Önceleri topluluk elemanları deneyimli insanlardan oluşmadığı için eğitime gerek duyulmuştur. Ancak eğitmen tutmak maddi sorunlar nedeni ile mümkün olmayınca, oyuncular bildiklerini birbirlerine öğretmeye başlamıştır. Daha sonraları ise bu topluluğun yöntemini belirlemiştir. Günümüzde 'Odin'e katılan her yeni oyuncu, topluluğun deneyimli oyuncularınca eğitilmektedir. Holstebro'ya yerleşildikten sonra Batılı oyuncular ve Doğulu ustalarla ilişkileri süren topluluk, soytarılık, Commedia dell' Arte, mim, Noh Tiyatrosu, Bali'nin Topeng ve Legong'ıı ve Hindistan'dan Odissi dansı çalışır. Bu çalışmaları yürüten hocalar İtalyan palyaço Carlo ve Romano Colombaioni, Dario Fo, Jean-Louis Barrault, Etienne Decroux, Jacques Lecoq, Noh ustaları Hisao ve Hideo Kanze, Bali'den I Made Djimat ve Odissi dansçısı Sonjukta Panigrahi'dir. ISTA oturumlarına katılan topluluklarla eğitim çalışmaları zenginleştirilmektedir.

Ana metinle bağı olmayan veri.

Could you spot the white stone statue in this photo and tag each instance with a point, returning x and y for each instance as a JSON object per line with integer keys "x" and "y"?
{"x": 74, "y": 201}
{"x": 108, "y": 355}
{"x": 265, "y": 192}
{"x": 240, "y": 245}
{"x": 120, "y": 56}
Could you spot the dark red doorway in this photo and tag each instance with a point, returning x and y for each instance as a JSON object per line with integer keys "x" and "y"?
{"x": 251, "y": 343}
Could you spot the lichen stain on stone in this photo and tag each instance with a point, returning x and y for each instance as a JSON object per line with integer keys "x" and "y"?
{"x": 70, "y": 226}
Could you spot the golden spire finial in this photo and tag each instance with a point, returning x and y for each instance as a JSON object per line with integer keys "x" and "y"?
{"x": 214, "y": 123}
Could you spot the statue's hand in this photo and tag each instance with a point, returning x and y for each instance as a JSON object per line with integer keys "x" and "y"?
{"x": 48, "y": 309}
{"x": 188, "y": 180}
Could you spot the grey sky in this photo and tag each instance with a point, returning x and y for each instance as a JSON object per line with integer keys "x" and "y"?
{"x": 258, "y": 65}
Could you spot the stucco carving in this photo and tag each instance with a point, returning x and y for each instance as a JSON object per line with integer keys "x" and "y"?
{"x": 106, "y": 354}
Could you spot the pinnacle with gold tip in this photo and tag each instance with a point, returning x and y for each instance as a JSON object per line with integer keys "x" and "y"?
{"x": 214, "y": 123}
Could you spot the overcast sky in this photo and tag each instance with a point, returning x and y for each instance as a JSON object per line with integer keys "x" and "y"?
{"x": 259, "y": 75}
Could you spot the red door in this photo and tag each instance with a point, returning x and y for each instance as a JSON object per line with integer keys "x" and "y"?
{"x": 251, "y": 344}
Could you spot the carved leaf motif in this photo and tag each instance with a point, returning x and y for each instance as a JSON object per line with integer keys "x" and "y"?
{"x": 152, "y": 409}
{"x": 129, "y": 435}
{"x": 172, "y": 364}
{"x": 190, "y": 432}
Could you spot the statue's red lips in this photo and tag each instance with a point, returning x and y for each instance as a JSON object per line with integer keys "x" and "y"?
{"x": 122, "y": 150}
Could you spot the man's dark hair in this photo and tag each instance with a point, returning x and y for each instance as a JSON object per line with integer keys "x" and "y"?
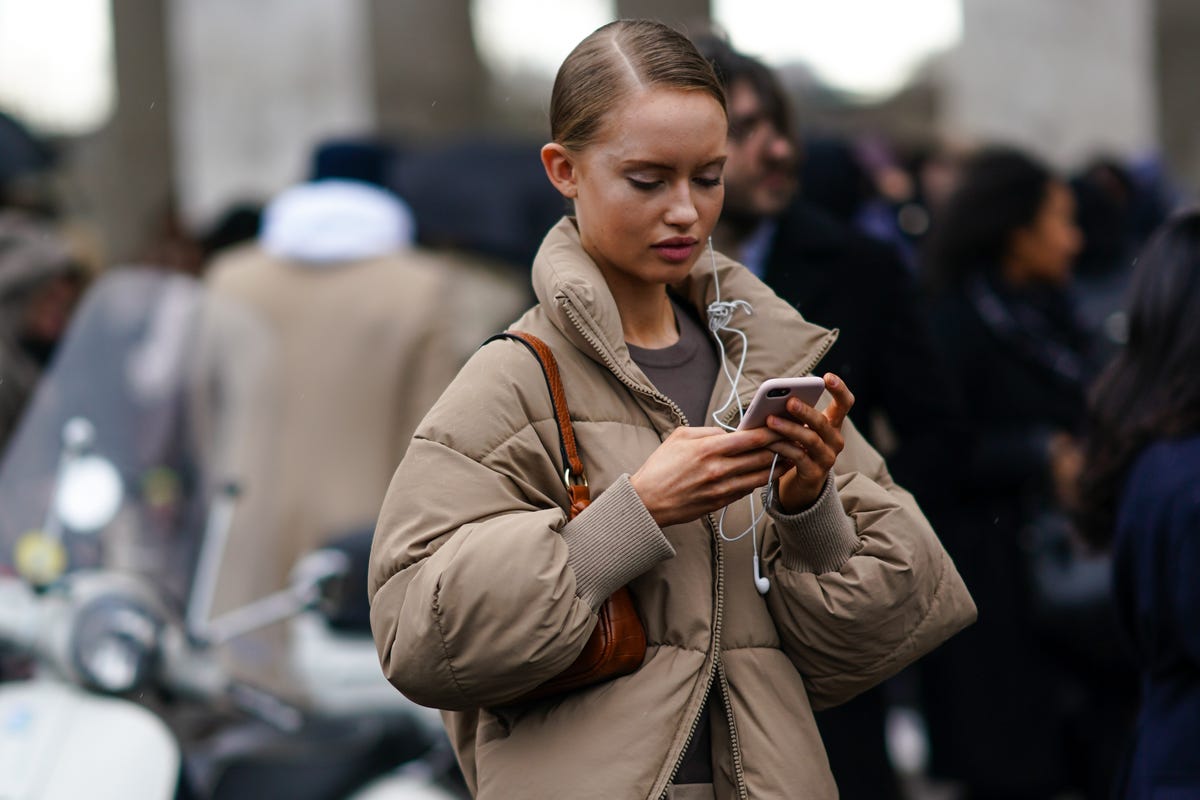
{"x": 732, "y": 67}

Barba topluluk içi bu çalışmaların yanı sıra uluslararası eğitim çalışmalarının organizasyonu işine girerek Grotowski, Grotowski'nin usta oyuncusu Richard Cieslak, 'Wrodlow Pandomim Tiyatrosu'ndan Stanislav Brzozowski ile ilişkiye girerek Amerika'dan, Belçika'dan katılımcılarla birlikte çalışmalar düzenlemiştir. Kendi kendine eğitim geleneği bireylerin kendilerine özgü eğitim programları geliştirmesini getirmiştir. Oyuncular yetilerini biriktirmek üzerine yoğunlaşmayı bırakıp, kendi bireysel sınırlarını zorlamak, potansiyelleri üzerine denemeler yapmak ve bunları aşmakla ilgilenir. Topluluk yirmi yıldan daha fazla süredir birarada olduğu için oyuncular değiştiği sürece eğitim çalışmaları da değişikliğe uğramıştır. Ian Watson Towards a Third Theatre ( Üçüncü Tiyatroya Doğru ) adlı kitabında 'Odin Topluluğu'nun eğitim çalışmalarına yer vermiştir.
Odin'de Kullanılan Eğitim Çalışmaları:
Fiziksel Temrinler:
Barba, ilk topluluğunu oluşturduğunda tüm oyunculardan özgeçmişlerini istemişti. Oyunculardan biri caz balesi ve jimnastik üzerine eğitim görmüş, diğeri ise pandomime ilgi duyuyordu. Böylece bu iki oyuncu 'Odin' in ilk tiyatro eğitmenleri oldu.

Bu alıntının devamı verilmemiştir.